Writer: Nthabiseng Magoma
Thirty-eight years later South Africa commemorates Soweto Uprising, the generation bemoans unfulfilled dreams of our fallen heroes. At the least this should be what this day is about. June 16 is the day very close to many South Africans, in remembering history a lot of emotions are evoked by this day.
June 16, 1976, popularly referred to as ‘Soweto Uprising’ this is the day that saw thousands of South African youth’s passion and frustration, fighting for what they believed in. June 16, 2014, popularly known as “Youth day” on this day young people squeeze themselves in uniforms, and of course find another excuse to binge drink.
This day, 38-years ago, saw bloodshed of a young Soweto boy Hector Pieterson as a result of police gunfire however he was one in many who were casualties of that dreadful day. The shootings in Soweto caused a massive uprising that eventually spread throughout South Africa.

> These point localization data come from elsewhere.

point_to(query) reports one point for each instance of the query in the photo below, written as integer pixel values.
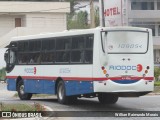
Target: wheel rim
(21, 89)
(61, 92)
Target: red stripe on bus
(81, 78)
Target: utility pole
(92, 17)
(102, 13)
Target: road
(145, 103)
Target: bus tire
(107, 98)
(20, 89)
(61, 94)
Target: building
(138, 13)
(27, 18)
(146, 13)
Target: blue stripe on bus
(48, 86)
(125, 81)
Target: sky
(2, 62)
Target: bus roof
(68, 33)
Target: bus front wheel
(20, 89)
(105, 98)
(61, 94)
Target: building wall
(28, 18)
(55, 21)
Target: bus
(104, 62)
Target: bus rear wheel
(105, 98)
(61, 94)
(20, 89)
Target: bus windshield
(125, 42)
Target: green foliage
(2, 74)
(156, 73)
(157, 83)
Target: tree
(157, 73)
(96, 16)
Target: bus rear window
(125, 42)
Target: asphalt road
(145, 103)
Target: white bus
(107, 63)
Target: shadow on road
(87, 104)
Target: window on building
(142, 5)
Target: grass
(21, 107)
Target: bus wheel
(107, 98)
(20, 89)
(61, 93)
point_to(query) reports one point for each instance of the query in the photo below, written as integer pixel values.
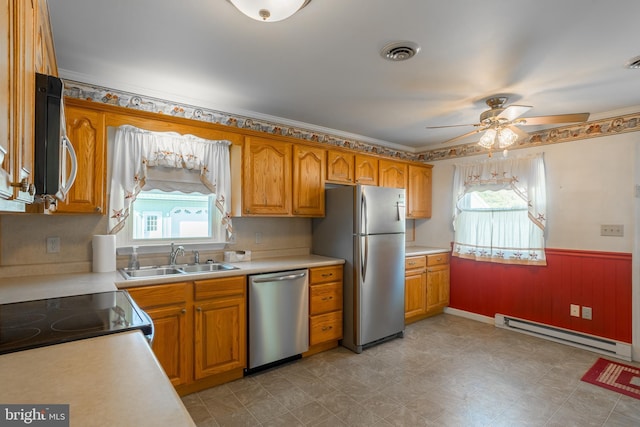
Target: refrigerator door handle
(364, 258)
(401, 211)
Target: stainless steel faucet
(174, 253)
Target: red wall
(600, 280)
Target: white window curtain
(503, 236)
(167, 161)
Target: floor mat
(615, 376)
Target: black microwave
(55, 161)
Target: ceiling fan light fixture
(488, 138)
(506, 137)
(269, 10)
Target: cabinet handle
(23, 185)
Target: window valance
(167, 161)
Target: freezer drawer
(278, 317)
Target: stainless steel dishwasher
(278, 317)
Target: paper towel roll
(104, 253)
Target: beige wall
(589, 183)
(23, 241)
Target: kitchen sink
(202, 268)
(153, 271)
(150, 272)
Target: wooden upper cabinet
(26, 29)
(392, 174)
(419, 192)
(308, 180)
(45, 56)
(266, 177)
(86, 131)
(366, 170)
(340, 167)
(7, 95)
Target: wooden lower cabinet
(167, 307)
(415, 288)
(437, 282)
(325, 308)
(426, 286)
(220, 325)
(199, 330)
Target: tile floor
(446, 371)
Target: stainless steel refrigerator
(365, 226)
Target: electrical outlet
(616, 230)
(575, 310)
(53, 245)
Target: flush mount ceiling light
(400, 51)
(634, 63)
(269, 10)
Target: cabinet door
(24, 100)
(308, 180)
(170, 341)
(86, 131)
(7, 94)
(220, 336)
(415, 294)
(437, 287)
(45, 57)
(419, 192)
(267, 177)
(340, 167)
(366, 170)
(392, 174)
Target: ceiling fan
(502, 123)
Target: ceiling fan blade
(452, 126)
(560, 118)
(513, 111)
(448, 141)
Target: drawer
(435, 259)
(325, 327)
(326, 274)
(415, 262)
(217, 288)
(325, 297)
(159, 295)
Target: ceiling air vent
(634, 62)
(399, 51)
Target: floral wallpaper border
(592, 129)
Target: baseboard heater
(577, 339)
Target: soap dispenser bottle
(134, 264)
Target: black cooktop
(31, 324)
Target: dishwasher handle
(279, 278)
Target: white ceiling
(322, 68)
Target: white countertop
(114, 380)
(424, 250)
(259, 266)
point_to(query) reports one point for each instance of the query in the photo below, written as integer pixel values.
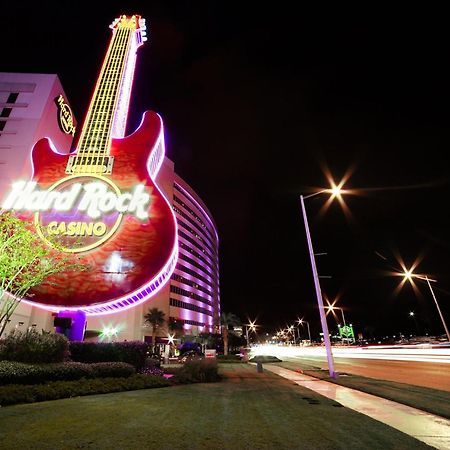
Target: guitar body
(139, 250)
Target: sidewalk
(429, 428)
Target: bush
(20, 373)
(33, 347)
(197, 371)
(13, 394)
(229, 358)
(133, 352)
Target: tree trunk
(225, 340)
(154, 339)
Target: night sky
(258, 104)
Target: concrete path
(431, 429)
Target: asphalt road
(432, 375)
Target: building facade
(35, 106)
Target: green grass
(433, 401)
(248, 410)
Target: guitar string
(115, 93)
(125, 44)
(85, 138)
(86, 148)
(102, 119)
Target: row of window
(197, 255)
(186, 217)
(195, 274)
(195, 264)
(186, 208)
(192, 231)
(191, 283)
(189, 322)
(12, 97)
(192, 241)
(193, 295)
(180, 304)
(193, 201)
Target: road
(421, 367)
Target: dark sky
(257, 100)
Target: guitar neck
(108, 109)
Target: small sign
(65, 116)
(210, 353)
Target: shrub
(20, 373)
(13, 394)
(33, 347)
(229, 358)
(133, 352)
(197, 371)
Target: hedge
(15, 393)
(20, 373)
(196, 371)
(131, 352)
(33, 347)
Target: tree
(176, 326)
(25, 262)
(227, 320)
(155, 318)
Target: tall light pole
(252, 326)
(332, 308)
(409, 275)
(323, 319)
(300, 321)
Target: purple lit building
(192, 294)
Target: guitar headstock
(134, 22)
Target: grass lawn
(433, 401)
(248, 410)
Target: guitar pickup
(92, 164)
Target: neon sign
(65, 116)
(114, 216)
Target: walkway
(428, 428)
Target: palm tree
(176, 326)
(227, 320)
(154, 317)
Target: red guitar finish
(141, 249)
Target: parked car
(189, 356)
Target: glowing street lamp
(408, 275)
(335, 191)
(331, 308)
(300, 321)
(252, 326)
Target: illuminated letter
(51, 228)
(139, 201)
(19, 195)
(65, 200)
(86, 229)
(107, 202)
(90, 199)
(121, 206)
(99, 229)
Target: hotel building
(192, 296)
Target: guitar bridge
(86, 165)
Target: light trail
(419, 353)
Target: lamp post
(252, 326)
(409, 275)
(300, 321)
(323, 319)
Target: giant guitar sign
(102, 201)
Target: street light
(335, 192)
(300, 321)
(331, 308)
(408, 275)
(252, 326)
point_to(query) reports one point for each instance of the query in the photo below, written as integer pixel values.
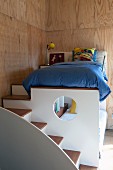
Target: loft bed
(90, 98)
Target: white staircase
(21, 104)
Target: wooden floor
(107, 157)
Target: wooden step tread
(85, 167)
(56, 139)
(20, 112)
(74, 155)
(40, 125)
(17, 97)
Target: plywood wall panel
(36, 13)
(36, 47)
(70, 14)
(16, 60)
(67, 40)
(85, 14)
(28, 11)
(61, 14)
(103, 13)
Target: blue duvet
(70, 74)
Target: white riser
(86, 121)
(37, 144)
(18, 90)
(20, 104)
(27, 117)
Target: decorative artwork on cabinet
(56, 58)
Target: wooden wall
(22, 40)
(83, 23)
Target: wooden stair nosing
(86, 167)
(56, 139)
(40, 125)
(17, 97)
(74, 155)
(20, 112)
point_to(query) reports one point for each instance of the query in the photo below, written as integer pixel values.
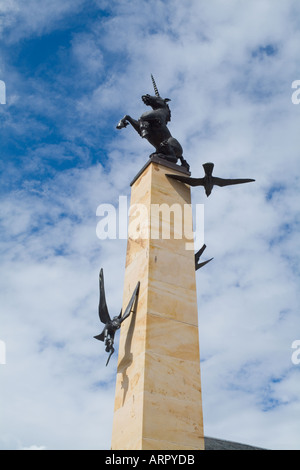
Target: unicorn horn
(155, 87)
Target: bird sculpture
(112, 325)
(208, 181)
(197, 257)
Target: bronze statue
(208, 181)
(112, 325)
(152, 125)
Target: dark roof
(220, 444)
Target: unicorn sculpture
(152, 125)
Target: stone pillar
(158, 389)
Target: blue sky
(72, 70)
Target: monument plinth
(158, 403)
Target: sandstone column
(158, 389)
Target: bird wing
(103, 310)
(188, 180)
(228, 182)
(199, 253)
(131, 302)
(200, 265)
(101, 336)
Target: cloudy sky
(72, 69)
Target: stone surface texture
(158, 402)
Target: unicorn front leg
(129, 120)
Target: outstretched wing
(188, 180)
(199, 253)
(200, 265)
(228, 182)
(131, 302)
(103, 310)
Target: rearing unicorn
(152, 125)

The 1976 youth were in opposition of a decree issued by the Bantu Education Department, this is the very same decree that was imposing Afrikaans as a medium of instruction in half of the subjects in school. This was a struggle worth fighting for, otherwise we would not be able to ‘twang’.
The youth of 2014 , are we even worth the page this is typed on? I humbly ask. Today ‘twanging’ is the ‘cool’ thing to do, but are we really understanding the gist of what this day is about? Writing about our generation I have more questions than good things to report. This English we think we know to the extent of laughing at someone who is not able to construct a sentence using proper grammar, are we acknowledging that people as young as 13-years-old like Hastings Ndlovu died for us to be here? Mbuyisa Makhubu (the guy pictured carrying a dying Hector Pieterson) is still missing to date, all of this in fighting apartheid.

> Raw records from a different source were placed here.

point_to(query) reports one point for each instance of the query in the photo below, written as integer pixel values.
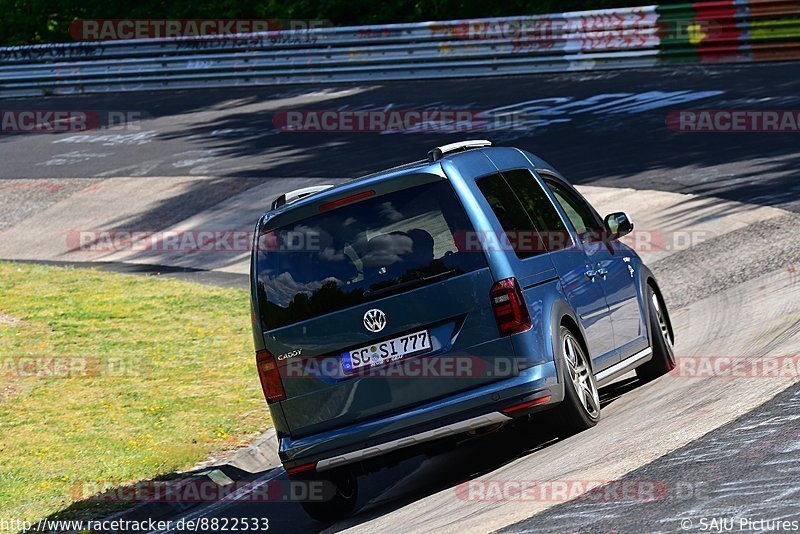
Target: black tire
(580, 409)
(342, 491)
(661, 340)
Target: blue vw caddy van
(448, 296)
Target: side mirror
(618, 225)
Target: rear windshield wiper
(410, 283)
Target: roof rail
(297, 194)
(441, 151)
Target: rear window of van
(363, 251)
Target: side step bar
(377, 450)
(624, 366)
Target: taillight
(346, 200)
(270, 377)
(509, 307)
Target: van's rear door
(378, 304)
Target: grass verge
(106, 379)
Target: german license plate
(387, 351)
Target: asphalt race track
(710, 446)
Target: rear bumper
(453, 415)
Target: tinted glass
(580, 214)
(521, 235)
(363, 251)
(539, 208)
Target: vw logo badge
(374, 320)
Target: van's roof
(416, 167)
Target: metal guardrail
(730, 30)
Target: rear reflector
(509, 307)
(300, 468)
(346, 200)
(270, 377)
(528, 404)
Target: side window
(520, 231)
(541, 211)
(580, 214)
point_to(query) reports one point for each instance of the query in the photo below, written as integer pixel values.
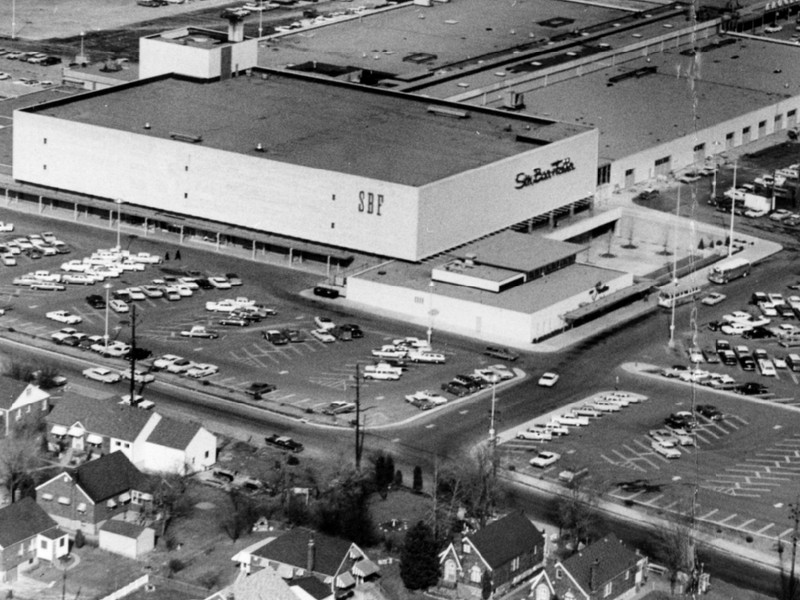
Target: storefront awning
(365, 568)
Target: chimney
(593, 574)
(310, 556)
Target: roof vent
(186, 137)
(448, 112)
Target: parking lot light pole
(107, 287)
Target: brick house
(604, 570)
(20, 402)
(28, 535)
(510, 549)
(82, 429)
(86, 497)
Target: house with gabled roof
(82, 428)
(604, 570)
(301, 552)
(510, 549)
(20, 402)
(27, 536)
(99, 490)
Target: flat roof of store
(526, 298)
(518, 251)
(315, 123)
(727, 82)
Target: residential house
(85, 428)
(604, 570)
(300, 552)
(27, 536)
(20, 402)
(99, 490)
(509, 549)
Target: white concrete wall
(487, 199)
(249, 191)
(682, 149)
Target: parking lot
(309, 374)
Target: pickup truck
(201, 332)
(283, 442)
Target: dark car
(284, 442)
(96, 301)
(758, 333)
(326, 292)
(752, 388)
(258, 389)
(709, 411)
(502, 353)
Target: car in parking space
(544, 459)
(102, 374)
(548, 379)
(501, 353)
(713, 298)
(119, 306)
(339, 407)
(63, 316)
(456, 388)
(324, 323)
(537, 435)
(326, 337)
(258, 389)
(665, 451)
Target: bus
(677, 293)
(729, 270)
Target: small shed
(126, 539)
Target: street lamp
(118, 202)
(107, 287)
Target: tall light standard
(118, 202)
(107, 287)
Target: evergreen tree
(419, 560)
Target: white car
(548, 379)
(202, 370)
(324, 336)
(427, 396)
(665, 451)
(119, 306)
(139, 376)
(324, 323)
(503, 371)
(102, 374)
(378, 375)
(221, 283)
(63, 316)
(713, 298)
(545, 459)
(571, 419)
(539, 435)
(166, 360)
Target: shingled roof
(104, 417)
(505, 539)
(291, 548)
(173, 434)
(609, 557)
(108, 476)
(22, 520)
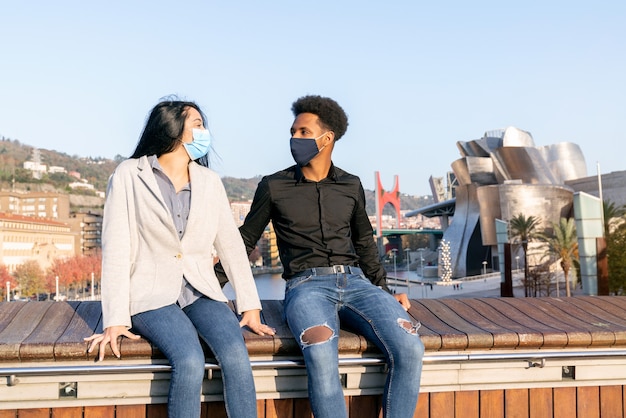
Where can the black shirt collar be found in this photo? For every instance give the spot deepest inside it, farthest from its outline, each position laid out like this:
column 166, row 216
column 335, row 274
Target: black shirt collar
column 299, row 176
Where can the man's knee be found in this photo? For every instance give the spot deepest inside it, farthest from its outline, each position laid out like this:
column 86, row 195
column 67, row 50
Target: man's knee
column 408, row 326
column 317, row 334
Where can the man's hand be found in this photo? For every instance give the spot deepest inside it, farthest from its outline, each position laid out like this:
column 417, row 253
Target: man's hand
column 109, row 337
column 403, row 299
column 252, row 319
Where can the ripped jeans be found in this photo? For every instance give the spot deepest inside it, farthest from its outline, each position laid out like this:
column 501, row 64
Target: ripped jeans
column 314, row 308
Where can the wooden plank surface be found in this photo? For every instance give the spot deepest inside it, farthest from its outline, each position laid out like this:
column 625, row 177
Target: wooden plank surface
column 516, row 403
column 541, row 404
column 39, row 345
column 444, row 310
column 35, row 331
column 524, row 314
column 565, row 401
column 21, row 326
column 84, row 322
column 611, row 402
column 448, row 338
column 466, row 404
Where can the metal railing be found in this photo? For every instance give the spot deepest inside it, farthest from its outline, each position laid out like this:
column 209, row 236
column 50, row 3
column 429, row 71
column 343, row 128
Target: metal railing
column 534, row 359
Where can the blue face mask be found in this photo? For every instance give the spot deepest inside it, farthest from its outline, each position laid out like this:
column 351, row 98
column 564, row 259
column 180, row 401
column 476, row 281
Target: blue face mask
column 199, row 147
column 303, row 150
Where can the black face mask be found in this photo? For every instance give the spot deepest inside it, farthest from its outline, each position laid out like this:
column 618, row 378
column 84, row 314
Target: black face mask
column 304, row 150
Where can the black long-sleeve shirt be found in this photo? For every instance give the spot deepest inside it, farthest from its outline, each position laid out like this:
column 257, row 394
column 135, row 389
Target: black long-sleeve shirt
column 317, row 224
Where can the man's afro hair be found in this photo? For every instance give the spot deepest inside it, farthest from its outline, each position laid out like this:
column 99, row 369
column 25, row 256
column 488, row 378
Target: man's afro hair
column 331, row 115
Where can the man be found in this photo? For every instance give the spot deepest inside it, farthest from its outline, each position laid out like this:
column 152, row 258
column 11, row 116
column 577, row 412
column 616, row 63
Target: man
column 331, row 264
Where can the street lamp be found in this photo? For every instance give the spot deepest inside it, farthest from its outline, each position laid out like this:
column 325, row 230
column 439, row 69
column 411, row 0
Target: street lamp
column 395, row 275
column 407, row 258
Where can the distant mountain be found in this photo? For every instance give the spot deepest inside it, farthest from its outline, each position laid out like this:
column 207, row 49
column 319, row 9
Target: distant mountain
column 96, row 171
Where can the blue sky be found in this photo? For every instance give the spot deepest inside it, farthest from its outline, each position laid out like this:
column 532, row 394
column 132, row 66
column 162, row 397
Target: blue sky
column 414, row 77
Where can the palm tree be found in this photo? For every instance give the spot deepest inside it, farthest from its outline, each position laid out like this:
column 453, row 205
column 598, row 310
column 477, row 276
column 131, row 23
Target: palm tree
column 563, row 244
column 523, row 229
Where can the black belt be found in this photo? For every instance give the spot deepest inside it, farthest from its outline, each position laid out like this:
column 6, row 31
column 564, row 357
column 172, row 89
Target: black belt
column 324, row 271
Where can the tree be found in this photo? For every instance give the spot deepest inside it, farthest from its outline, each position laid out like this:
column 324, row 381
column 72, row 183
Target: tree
column 616, row 250
column 30, row 278
column 615, row 235
column 5, row 277
column 523, row 229
column 614, row 215
column 74, row 272
column 562, row 243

It is really an injustice to compare the two generations but yes, I will be the first one to admit we do not have apartheid to fight (though that could still be open for debate, but its politics for another election year). Today’s generation faces a lot of adversities, some may say we have power over, such as HIV/AIDS epidemic, drug abuse and unemployment to mention but a few. More often than not we are regarded as the lost generation and this perception can only be changed by us.
Recognising and acknowledging the struggles facing us means we have won half the battle for denial remains an enemy to prosperity. If people like Tsietsi Mashinini and Barney Mokgatle could plan and lead a history making mass demonstration of this magnitude then it is surely within our power to effect change in the society we live in and keep their legacy alive.
THE STRUGGLE CONTINUES! ALUTA CONTINUA!